On June 20, 2023, the U.S. Food and Drug Administration (FDA) approved talazoparib (Talzenna®) with enzalutamide for homologous recombination repair (HRR) gene–variant metastatic, castration-resistant prostate cancer (mCRPC).
Efficacy was evaluated in TALAPRO-2 (NCT03395197), a randomized, double-blind, placebo-controlled, multicohort trial of 399 patients with HRR gene–variant mCRPC who were randomized 1:1 to receive daily enzalutamide 160 mg plus either talazoparib 0.5 mg or placebo. Patients were required to have prior orchiectomy or gonadotropin-releasing hormone (GnRH) analog therapy. Those who received prior systemic therapy for mCRPC were excluded; however, prior CYP17 inhibitors or docetaxel for (mCSPC) was permitted. Randomization was stratified by previous treatment with a CYP17 inhibitor or docetaxel. HRR genes (i.e., ATM, ATR, BRCA1, BRCA2, CDK12, CHEK2, FANCA, MLH1, MRE11A, NBN, PALB2, or RAD51C) were assessed prospectively using tumor tissue or circulating tumor DNA–based, next-generation sequencing assays.
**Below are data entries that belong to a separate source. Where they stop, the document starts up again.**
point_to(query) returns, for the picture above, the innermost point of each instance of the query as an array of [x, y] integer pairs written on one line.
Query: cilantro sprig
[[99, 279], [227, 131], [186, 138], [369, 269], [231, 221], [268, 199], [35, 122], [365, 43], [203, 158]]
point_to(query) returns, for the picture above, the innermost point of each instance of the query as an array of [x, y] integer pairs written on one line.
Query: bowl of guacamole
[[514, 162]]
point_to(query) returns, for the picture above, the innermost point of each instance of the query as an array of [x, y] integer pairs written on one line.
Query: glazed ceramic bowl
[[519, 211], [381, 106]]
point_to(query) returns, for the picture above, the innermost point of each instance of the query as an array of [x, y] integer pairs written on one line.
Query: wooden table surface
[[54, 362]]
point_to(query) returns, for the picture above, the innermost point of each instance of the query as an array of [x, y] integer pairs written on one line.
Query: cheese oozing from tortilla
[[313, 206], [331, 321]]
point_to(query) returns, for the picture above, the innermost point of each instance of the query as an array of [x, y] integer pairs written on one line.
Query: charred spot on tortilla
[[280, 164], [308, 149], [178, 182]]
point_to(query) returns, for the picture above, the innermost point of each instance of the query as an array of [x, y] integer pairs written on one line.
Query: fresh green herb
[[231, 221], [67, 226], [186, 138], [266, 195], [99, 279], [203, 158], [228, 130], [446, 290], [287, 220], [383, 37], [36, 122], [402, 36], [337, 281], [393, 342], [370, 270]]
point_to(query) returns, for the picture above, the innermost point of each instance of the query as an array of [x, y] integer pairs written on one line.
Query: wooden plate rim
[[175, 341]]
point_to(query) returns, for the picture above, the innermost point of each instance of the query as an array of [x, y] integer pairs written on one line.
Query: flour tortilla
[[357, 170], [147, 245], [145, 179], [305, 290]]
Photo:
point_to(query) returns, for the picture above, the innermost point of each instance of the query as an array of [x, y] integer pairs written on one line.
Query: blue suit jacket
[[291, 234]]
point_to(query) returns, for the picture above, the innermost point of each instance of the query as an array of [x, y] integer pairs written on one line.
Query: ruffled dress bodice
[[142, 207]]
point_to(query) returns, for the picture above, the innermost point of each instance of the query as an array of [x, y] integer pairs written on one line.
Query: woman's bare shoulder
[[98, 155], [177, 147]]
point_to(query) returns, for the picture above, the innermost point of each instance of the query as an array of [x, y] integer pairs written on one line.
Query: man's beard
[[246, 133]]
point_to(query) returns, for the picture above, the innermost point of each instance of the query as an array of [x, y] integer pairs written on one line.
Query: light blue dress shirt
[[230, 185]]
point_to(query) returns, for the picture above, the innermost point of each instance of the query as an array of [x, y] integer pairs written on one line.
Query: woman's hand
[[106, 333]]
The major efficacy outcome measure was radiographic progression-free survival (rPFS) per RECIST version 1.1 for soft tissue and Prostate Cancer Working Group 3 criteria for bone, assessed by blinded independent central review.
A statistically significant improvement in rPFS for talazoparib with enzalutamide compared to placebo with enzalutamide was observed in the HRR gene-variant population with a median that was not reached versus 13.8 months (HR = 0.45; 95% CI = 0.33, 0.61; p < 0.0001). In an exploratory analysis by BRCA variant (BRCAm) status, the hazard ratio for rPFS was 0.20 (95% CI = 0.11, 0.36) in patients with BRCAm mCRPC (n = 155) and 0.72 (0.49, 1.07) in patients with non-BRCAm HRR gene-variant mCRPC.
The most common adverse reactions reported in at least 10% of patients treated with talazoparib with enzalutamide, including laboratory abnormalities, were increased bilirubin, decreased hemoglobin, decreased neutrophils, decreased lymphocytes, fatigue, decreased platelets, decreased calcium, nausea, decreased appetite, decreased sodium, decreased phosphate, fractures, decreased magnesium, decreased potassium, dizziness, and dysgeusia. Among all patients with mCRPC treated with talazoparib with enzalutamide in the trial (n = 511), 39% required a blood transfusion, including 22% who required multiple transfusions, and two patients were diagnosed with myelodysplastic syndrome or acute myeloid leukemia.
The recommended talazoparib dose is 0.5 mg taken orally once daily in combination with enzalutamide until patients experience disease progression or unacceptable toxicity, and the recommended enzalutamide dose is 160 mg taken orally once daily. Patients taking talazoparib and enzalutamide should also receive a GnRH analog concurrently or have had bilateral orchiectomy.
The review used the Assessment Aid, a voluntary submission from the applicant to facilitate the FDA’s assessment.
The application was granted priority review. FDA expedited programs are described in the Guidance for Industry: Expedited Programs for Serious Conditions—Drugs and Biologics.
Healthcare professionals should report all serious adverse events suspected to be associated with the use of any medicine and device to FDA’s MedWatch Reporting System or by calling 800-FDA-1088.